Why now, she asked, the two words announced with a long breath in between, almost a sigh. I can’t afford to lose my job, I said, I wouldn’t know what to do, I have nowhere else to go. She wrote in the notebook. I understand, she said, but what I meant was why has your boyfriend returned after all these years. I have been feeling more alone lately, I said. She remained quiet, observing me, waiting for me. Triggers, Doc, she was looking for triggers, maybe she was hoping for just one, but they were numerous, so many, where would I start. This morning, I said, when I walked into the office, I usually arrive early, long before anyone else, I wake up at four in the morning so I can put in my eight hours without being disturbed too much and I wake up early anyway so it’s not much of an inconvenience, I walked in at five thirty, which is an hour and a half before Joanna comes in, the other two word processors at nine, and today she was there earlier, like me, because she had a lot of briefs to work with, but what surprised me was not her presence as much as what she looked like, what she wore, an old-fashioned dress, a French one, I presume, from the sixties, maybe even the fifties, she’s much younger than I so she must have bought it used or inherited it from some relative, it was gorgeous, white dotted with cerise fleurs-de-lis, tight only at the belt, and the way she pinned her hair back, bunched up with lots of unhidden bobby pins, she looked so young, yet matronly, from a time long past, she looked like a number of my aunties, and I stood there rooted, gobsmacked, she looked like my mother.
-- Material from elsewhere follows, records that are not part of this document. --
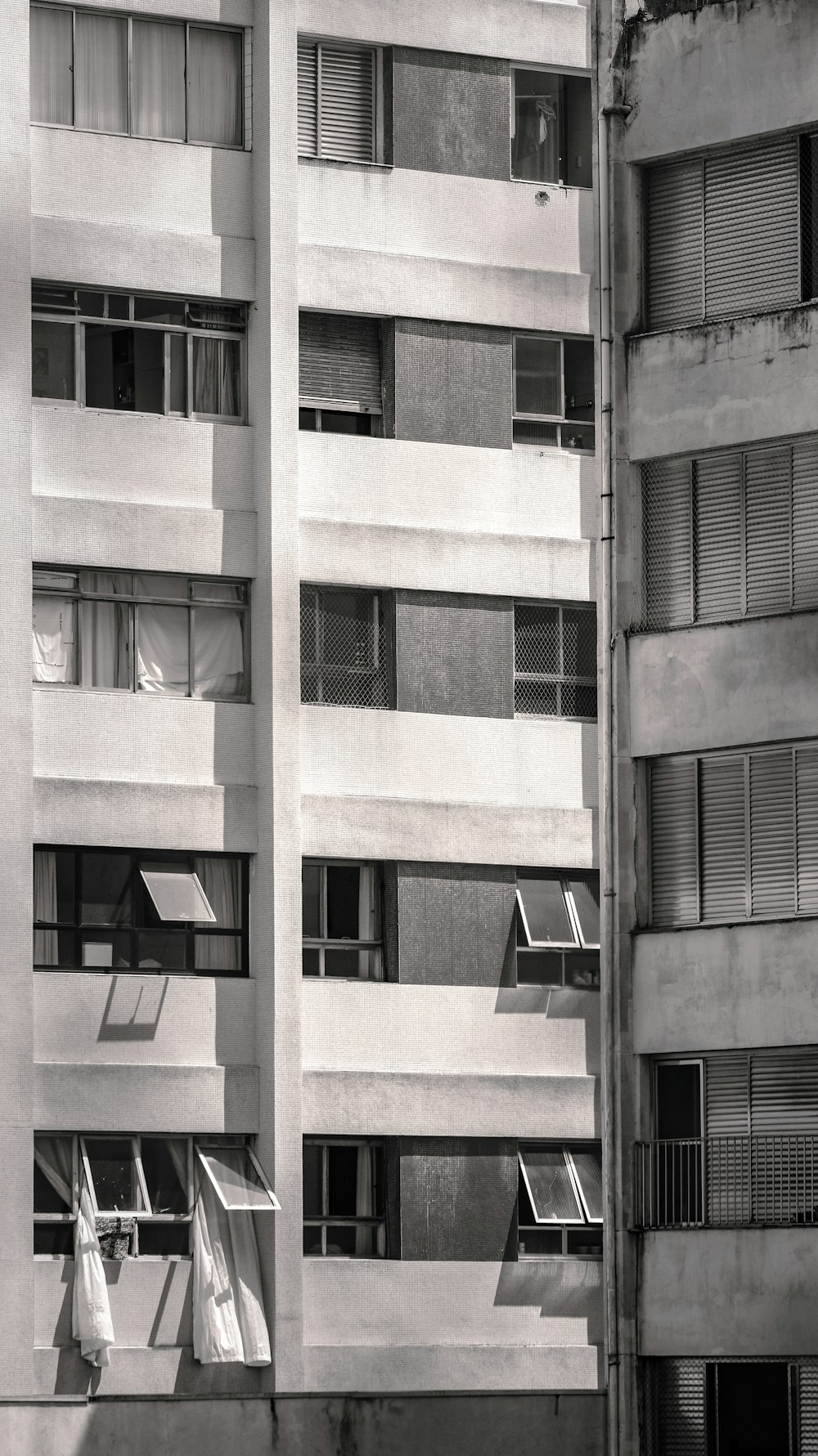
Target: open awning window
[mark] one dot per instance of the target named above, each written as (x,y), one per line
(177,894)
(238,1178)
(564,1185)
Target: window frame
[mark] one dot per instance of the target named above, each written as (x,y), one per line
(133,602)
(188,331)
(130,16)
(187,859)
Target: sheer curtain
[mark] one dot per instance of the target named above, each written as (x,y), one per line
(158,79)
(101,73)
(214,86)
(52,72)
(227,1302)
(46,943)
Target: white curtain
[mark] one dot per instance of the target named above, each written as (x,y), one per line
(227,1302)
(54,656)
(52,66)
(214,76)
(162,650)
(218,652)
(101,73)
(46,943)
(158,79)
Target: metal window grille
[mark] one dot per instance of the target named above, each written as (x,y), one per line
(555,661)
(730,536)
(343,648)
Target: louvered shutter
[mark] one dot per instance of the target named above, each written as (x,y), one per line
(769,529)
(805,523)
(674,245)
(667,542)
(807,827)
(340,359)
(726,1083)
(717,538)
(348,102)
(771,833)
(724,852)
(308,98)
(751,229)
(674,859)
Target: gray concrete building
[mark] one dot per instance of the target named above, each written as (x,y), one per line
(299,309)
(710,744)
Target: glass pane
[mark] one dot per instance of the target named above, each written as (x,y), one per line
(587,900)
(236,1176)
(106,889)
(214,79)
(546,912)
(158,80)
(52,66)
(537,376)
(177,894)
(101,73)
(114,1174)
(165,1167)
(162,650)
(588,1163)
(312,1161)
(52,360)
(550,1185)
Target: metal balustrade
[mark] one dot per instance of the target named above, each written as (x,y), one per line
(726,1181)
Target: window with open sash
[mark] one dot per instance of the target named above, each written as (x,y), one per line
(344,1204)
(139,911)
(137,352)
(560,1198)
(553,392)
(139,632)
(551,127)
(557,930)
(136,76)
(342,921)
(142,1189)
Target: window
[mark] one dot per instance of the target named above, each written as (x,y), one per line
(734,836)
(340,388)
(344,1209)
(141,354)
(555,660)
(343,648)
(134,76)
(560,1200)
(553,383)
(557,930)
(342,921)
(136,632)
(143,1189)
(551,127)
(339,101)
(127,911)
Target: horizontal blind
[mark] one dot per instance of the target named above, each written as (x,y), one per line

Joanna asked me if anything was wrong, and I replied that the dress was lovely, she twirled coquettishly but I had already sat down at my monitor.
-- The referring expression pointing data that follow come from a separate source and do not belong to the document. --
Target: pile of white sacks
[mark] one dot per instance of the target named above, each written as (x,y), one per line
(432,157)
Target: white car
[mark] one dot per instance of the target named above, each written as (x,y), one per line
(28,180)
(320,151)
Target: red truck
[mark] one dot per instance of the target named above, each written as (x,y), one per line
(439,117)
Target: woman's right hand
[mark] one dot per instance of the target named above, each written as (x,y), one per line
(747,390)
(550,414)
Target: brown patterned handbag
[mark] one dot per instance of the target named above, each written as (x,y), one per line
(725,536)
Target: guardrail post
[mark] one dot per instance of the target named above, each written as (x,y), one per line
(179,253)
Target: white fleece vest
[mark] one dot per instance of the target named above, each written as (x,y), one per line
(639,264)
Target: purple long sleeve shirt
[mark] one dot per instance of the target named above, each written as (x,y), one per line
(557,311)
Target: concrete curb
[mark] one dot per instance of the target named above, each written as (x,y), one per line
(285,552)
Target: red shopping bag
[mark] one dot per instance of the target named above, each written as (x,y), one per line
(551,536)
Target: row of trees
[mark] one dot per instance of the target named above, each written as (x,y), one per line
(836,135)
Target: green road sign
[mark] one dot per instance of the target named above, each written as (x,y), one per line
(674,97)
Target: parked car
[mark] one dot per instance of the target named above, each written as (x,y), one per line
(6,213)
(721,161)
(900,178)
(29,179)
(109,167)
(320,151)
I was tired for some reason, and at noon, when all four of us were there, I must have slept while sitting, which had happened before, certainly not often, maybe twice, and while sleeping I dreamt I was in front of the monitor watching a YouTube nature video of an unnaturally large snake slithering along asphalt, I could see only part of its trunk, and then there was a little bunny eating out of a small bowl and the snake swallowed the bunny and the bowl in one bite and kept on slithering, except I noticed that the body was viscous, mucusy gray, and it was not a snake but a snail with its proportionally large gastropod shell, spirally coiled, of course. I was frightened, it seemed so unnatural, I might have screamed, and this voice in my head, this Satan with insanely blue eyes began to laugh, and I told him to shut up and that was when my officemates called the office manager with her high nasal Oklahoma accent and it was decided that I should take the rest of the day off, which was basically a little more than an hour, and maybe seek psychiatric help, so here I am.